Allerdings läuft die Einführung der neuen CRUD Klassen bis jetzt nicht ganz unfallfrei. Viele WooCommerce Abläufe, die seit langer Zeit problemfrei funktionieren, wie z.B. die Anzeige von Preisen mit bzw. ohne Mehrwertsteuer oder die Festlegung eines Ablaufdatums bei herunterladbaren Produkten, waren nach dem Update auf WooCommerce 3.0 unzuverlässig oder fehlerhaft. Aber auch diverse Plugins und Themes funktionierten nach dem Update nicht auf Anhieb wie gewohnt, wie z.B. WooCommerce Germanized, Booster für WooCommerce, Woocommerce All Discounts & Deals oder Improved Variable Product Attributes for WooCommerce. Dank des unermüdlichen Einsatzes aller Entwickler hat sich die Lage aber nach 9 Tagen entspannt. WooCommerce 3.0.3 hat die gröbsten Fehler beseitigt und die bekanntesten Plugins und Themes laufen wieder, wenn auch noch nicht mit allen neuen Funktionen.
WooCommerce 3: Top oder Flop?
Der Start der neuen Version 3.0 von WooCommerce war holprig. Für ein sogenanntes Major Update ist das nicht ungewöhnlich, besonders wenn wesentliche Änderungen durchgeführt wurden, wie seinerzeit bei Version 2.3. Betrachtet man die Anzahl aktiver Installationen von über 3 Millionen, sind ein paar hundert Tickets auf GitHub ein gutes Ergebnis.
Dem reinen Anwender wird sich die Bedeutung der neuen Version nicht auf den ersten Blick erschließen, denn bis auf eine neue Galerie mit Zoom, Slider und Swipe, gibt es im Frontend nur minimale Änderungen.
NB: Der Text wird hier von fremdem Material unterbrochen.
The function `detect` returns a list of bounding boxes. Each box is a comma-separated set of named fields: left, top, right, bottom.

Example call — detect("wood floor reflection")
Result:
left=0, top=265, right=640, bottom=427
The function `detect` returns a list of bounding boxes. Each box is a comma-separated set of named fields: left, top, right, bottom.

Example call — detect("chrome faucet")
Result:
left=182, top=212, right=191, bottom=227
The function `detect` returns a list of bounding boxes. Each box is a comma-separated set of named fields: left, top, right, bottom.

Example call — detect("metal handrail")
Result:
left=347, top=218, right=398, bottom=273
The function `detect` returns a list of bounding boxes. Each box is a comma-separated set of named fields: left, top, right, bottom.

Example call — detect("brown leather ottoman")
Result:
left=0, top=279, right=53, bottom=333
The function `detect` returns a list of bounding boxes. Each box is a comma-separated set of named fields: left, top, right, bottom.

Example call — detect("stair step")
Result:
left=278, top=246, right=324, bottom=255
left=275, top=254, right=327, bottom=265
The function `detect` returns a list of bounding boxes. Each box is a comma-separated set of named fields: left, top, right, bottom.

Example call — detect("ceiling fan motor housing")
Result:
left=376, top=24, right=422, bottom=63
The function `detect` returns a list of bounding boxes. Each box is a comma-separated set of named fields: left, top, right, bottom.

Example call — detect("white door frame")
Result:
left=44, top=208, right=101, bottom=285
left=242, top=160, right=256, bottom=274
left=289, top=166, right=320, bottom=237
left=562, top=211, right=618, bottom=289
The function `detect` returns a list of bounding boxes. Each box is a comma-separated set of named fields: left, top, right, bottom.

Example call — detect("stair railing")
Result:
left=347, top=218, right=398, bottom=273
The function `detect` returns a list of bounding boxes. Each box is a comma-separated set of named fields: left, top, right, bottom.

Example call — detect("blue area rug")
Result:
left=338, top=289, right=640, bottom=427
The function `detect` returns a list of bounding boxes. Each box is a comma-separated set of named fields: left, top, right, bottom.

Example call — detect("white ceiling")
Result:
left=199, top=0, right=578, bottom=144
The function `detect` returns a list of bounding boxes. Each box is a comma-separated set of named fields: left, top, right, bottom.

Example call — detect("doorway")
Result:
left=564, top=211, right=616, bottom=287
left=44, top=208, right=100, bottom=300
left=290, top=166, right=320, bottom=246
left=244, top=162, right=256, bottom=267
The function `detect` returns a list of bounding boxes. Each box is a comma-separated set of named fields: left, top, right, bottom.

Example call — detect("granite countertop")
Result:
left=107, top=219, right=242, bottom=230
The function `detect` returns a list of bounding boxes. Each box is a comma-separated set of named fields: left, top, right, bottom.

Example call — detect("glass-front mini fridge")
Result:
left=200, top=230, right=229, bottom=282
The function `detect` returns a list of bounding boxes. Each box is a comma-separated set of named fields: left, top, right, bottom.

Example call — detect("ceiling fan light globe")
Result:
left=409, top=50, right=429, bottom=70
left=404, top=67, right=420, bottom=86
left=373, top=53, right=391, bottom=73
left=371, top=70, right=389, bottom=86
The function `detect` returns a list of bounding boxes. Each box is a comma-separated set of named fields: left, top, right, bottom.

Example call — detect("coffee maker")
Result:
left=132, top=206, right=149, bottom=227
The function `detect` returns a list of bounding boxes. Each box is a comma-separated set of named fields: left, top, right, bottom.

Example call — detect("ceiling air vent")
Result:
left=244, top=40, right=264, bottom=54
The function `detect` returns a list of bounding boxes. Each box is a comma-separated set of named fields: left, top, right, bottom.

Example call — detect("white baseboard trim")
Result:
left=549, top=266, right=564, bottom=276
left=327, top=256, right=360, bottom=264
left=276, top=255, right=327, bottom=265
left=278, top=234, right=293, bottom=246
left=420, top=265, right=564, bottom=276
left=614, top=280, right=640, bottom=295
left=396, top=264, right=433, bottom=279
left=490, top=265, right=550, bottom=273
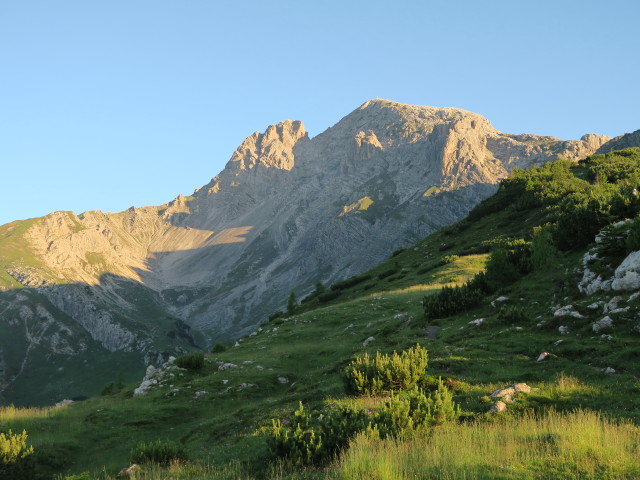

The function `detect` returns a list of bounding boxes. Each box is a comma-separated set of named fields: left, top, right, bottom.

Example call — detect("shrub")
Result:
left=0, top=430, right=33, bottom=480
left=378, top=266, right=399, bottom=280
left=129, top=440, right=188, bottom=466
left=331, top=273, right=371, bottom=290
left=176, top=352, right=204, bottom=370
left=422, top=283, right=482, bottom=320
left=498, top=305, right=529, bottom=323
left=345, top=345, right=428, bottom=395
left=268, top=380, right=460, bottom=465
left=440, top=255, right=460, bottom=265
left=318, top=290, right=342, bottom=303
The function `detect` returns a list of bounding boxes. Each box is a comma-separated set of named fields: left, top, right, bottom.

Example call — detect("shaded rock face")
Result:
left=0, top=100, right=609, bottom=404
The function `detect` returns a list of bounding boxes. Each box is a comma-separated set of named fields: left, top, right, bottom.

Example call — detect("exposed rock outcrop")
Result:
left=0, top=99, right=620, bottom=404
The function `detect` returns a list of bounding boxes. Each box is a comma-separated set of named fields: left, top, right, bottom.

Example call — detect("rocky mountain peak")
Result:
left=226, top=120, right=308, bottom=171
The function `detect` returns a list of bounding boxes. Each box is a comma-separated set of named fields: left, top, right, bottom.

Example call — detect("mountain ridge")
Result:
left=0, top=100, right=624, bottom=404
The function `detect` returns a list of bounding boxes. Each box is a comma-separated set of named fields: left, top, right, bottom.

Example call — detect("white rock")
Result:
left=604, top=295, right=622, bottom=313
left=591, top=315, right=613, bottom=333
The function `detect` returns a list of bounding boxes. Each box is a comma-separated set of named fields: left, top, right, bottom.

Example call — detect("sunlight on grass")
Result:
left=0, top=405, right=60, bottom=423
left=336, top=410, right=640, bottom=480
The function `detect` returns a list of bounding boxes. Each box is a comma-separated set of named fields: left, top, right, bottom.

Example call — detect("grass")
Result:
left=334, top=410, right=640, bottom=480
left=0, top=156, right=640, bottom=479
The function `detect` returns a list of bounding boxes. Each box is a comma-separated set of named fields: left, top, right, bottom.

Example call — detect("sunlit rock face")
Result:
left=0, top=100, right=608, bottom=404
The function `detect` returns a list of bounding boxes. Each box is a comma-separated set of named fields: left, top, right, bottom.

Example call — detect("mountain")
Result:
left=0, top=100, right=609, bottom=404
left=5, top=149, right=640, bottom=480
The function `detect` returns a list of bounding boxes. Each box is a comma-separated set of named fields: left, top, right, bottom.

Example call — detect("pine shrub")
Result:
left=129, top=440, right=188, bottom=466
left=345, top=345, right=428, bottom=395
left=422, top=283, right=483, bottom=320
left=176, top=352, right=204, bottom=370
left=268, top=380, right=460, bottom=465
left=0, top=430, right=33, bottom=480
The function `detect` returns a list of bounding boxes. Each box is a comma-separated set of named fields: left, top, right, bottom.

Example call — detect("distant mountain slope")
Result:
left=596, top=130, right=640, bottom=153
left=0, top=100, right=609, bottom=403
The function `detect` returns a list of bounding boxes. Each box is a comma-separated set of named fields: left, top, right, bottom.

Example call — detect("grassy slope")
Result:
left=0, top=155, right=640, bottom=478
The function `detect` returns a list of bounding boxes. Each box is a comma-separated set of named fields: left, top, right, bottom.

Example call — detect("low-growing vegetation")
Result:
left=0, top=150, right=640, bottom=480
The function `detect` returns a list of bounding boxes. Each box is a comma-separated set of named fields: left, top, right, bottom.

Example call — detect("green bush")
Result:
left=331, top=273, right=371, bottom=290
left=176, top=352, right=204, bottom=370
left=440, top=255, right=460, bottom=265
left=129, top=440, right=188, bottom=466
left=345, top=345, right=428, bottom=395
left=318, top=290, right=342, bottom=303
left=422, top=283, right=483, bottom=320
left=268, top=380, right=460, bottom=465
left=0, top=430, right=33, bottom=480
left=498, top=305, right=529, bottom=323
left=378, top=266, right=400, bottom=280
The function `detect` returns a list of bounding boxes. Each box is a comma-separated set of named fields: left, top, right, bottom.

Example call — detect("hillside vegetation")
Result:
left=0, top=149, right=640, bottom=480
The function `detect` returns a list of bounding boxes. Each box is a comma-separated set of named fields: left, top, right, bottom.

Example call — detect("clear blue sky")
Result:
left=0, top=0, right=640, bottom=224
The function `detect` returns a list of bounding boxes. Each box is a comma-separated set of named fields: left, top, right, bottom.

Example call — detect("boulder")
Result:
left=591, top=315, right=613, bottom=333
left=611, top=251, right=640, bottom=291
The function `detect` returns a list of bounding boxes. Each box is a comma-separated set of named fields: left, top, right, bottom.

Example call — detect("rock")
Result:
left=611, top=251, right=640, bottom=291
left=218, top=363, right=238, bottom=371
left=553, top=305, right=584, bottom=318
left=604, top=295, right=622, bottom=313
left=238, top=383, right=258, bottom=391
left=118, top=463, right=141, bottom=477
left=591, top=315, right=613, bottom=333
left=536, top=352, right=549, bottom=362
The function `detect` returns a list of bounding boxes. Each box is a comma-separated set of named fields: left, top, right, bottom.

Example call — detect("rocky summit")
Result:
left=0, top=100, right=610, bottom=404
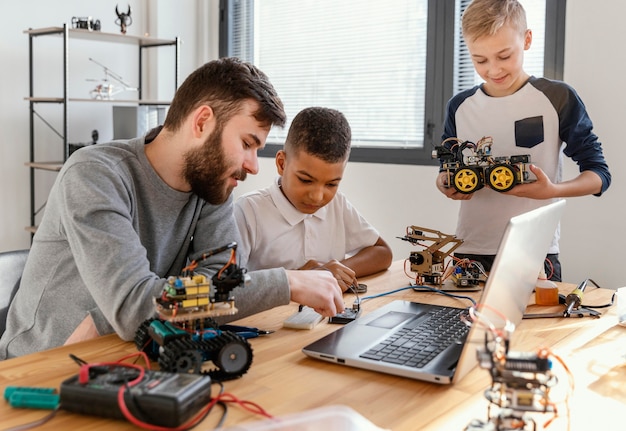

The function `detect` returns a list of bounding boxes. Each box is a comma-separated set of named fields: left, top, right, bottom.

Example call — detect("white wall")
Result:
left=0, top=0, right=626, bottom=288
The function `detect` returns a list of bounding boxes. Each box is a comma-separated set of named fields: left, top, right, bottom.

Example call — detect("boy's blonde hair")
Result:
left=461, top=0, right=528, bottom=41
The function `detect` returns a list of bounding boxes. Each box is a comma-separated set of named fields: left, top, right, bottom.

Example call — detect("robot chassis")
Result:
left=432, top=137, right=534, bottom=194
left=464, top=322, right=557, bottom=431
left=135, top=242, right=252, bottom=381
left=399, top=226, right=470, bottom=286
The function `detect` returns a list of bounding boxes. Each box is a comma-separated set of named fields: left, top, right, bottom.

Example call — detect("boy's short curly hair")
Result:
left=461, top=0, right=528, bottom=41
left=164, top=57, right=287, bottom=131
left=285, top=107, right=352, bottom=163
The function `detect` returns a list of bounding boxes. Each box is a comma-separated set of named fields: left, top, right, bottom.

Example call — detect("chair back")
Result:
left=0, top=250, right=28, bottom=336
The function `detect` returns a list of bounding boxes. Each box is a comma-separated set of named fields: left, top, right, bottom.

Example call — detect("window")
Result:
left=220, top=0, right=565, bottom=164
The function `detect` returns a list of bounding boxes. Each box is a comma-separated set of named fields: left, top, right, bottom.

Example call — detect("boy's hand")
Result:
left=435, top=172, right=472, bottom=201
left=318, top=259, right=357, bottom=292
left=504, top=165, right=557, bottom=199
left=287, top=270, right=345, bottom=317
Die ein oder andere wird sogar auf wenig Gegenliebe stoßen, wie z.B. die veränderte Anzeige von Attributen für Variationen im Warenkorb. Ist WooCommerce 3.0 also ein Flop?
Meiner Meinung nach nicht. Der Meilenstein in der Entwicklung von WooCommerce 3.0 sind die CRUD Klassen. Der Schritt hin zum neuen Daten-Abstraktions-Model ebnet WooCommerce endgültig den Weg in die „Hall of Fame“ des E-Commerce. Bezogen auf das gesamte Internet nutzen bereits rund 41% aller Webseiten mit Shopfunktion WordPress mit WooCommerce. Nur unter den führenden zehntausend E-Commerce Webseiten haben, zum Zeitpunkt der Einführungen von WooCommerce 3.0, Magento und Oracle Commerce die Nase noch mit ein bis zwei Prozentpunkten vorne. Ich glaube das wird sich in den nächsten Monaten relativ schnell ändern, sobald die Entwickler von Plugins und Themes die Vorteile der CRUD Klassen erkennen und konsequent nutzen.
Für mich ist WooCommerce 3.0 „Bionic Butterfly“ eine echte Weiterentwicklung. Ein absoluter Meilenstein in der Geschichte des E-Commerce unter WordPress. Mein Urteil: Top! Trotzdem rate ich allen WooCommerce Benutzern vor einem Umstieg genau zu prüfen ob das verwendete Theme und die eingesetzten Plugins mit WooCommerce 3.0 kompatibel sind. Auch ein obligatorisches Backup vor einem Update darf nicht vergessen werden!